To go along with the Produnova, Nandi ratcheted up Karmakar’s second vault. It would now be the Tsukahara 720 degree turn — stretched with double twist, the second most difficult (6.000) from the Tsukahara family of spinning aerial routines.
“I was very scared when she went for her second jump,” coach Nandi says, adding, “we only started out on this in August when I knew she could take the load of a second very difficult vault. It’s a risk as it is, and without enough repetitions, I’ll always be nervous. But she is brilliant. She was performing this for the first time in competition, but she did well.” She would land standing and 14.700 (8.700 for execution) for her second vault, raising her average score.
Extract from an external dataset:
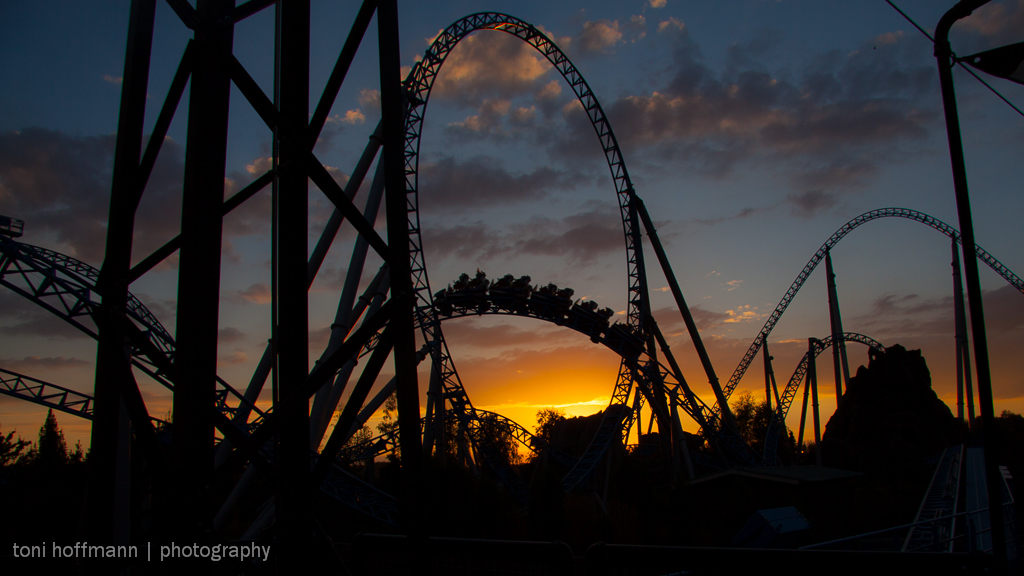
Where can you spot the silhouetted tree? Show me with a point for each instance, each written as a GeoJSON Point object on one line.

The Produnova went with a slight hitch. She would appear to finish in a squat but not quite touch the floor, and there were no penalties. “15.100 out of a maximum of 17.000 is not bad. We’ll keep perfecting it. But she’s gaining confidence.”
Noone launches into a new vault, a difficult one at that, without adequate prepping. For the Tsukahara 720, time was spent in strengthening muscles for the new routine. “We did a lot of specific exercises before starting. She picked up fast and did well. We are putting in everything to win a medal for India. This is history, but we want to show the world, we can go all the way. We’re here for the medal. That was always the intent,” Nandi says.
If she medals at Glasgow, it will ensure qualification for the Rio Games. But by making the finals at the Worlds, Dipa Karmakar has also put herself in contention to be spotted by the international body – the FIG – to compete at a Test event which will also be in Brazil.
“Dipa has progressed a lot since her first World Championship in London. She’s done very well for someone who’s coming from India,” the coach ended.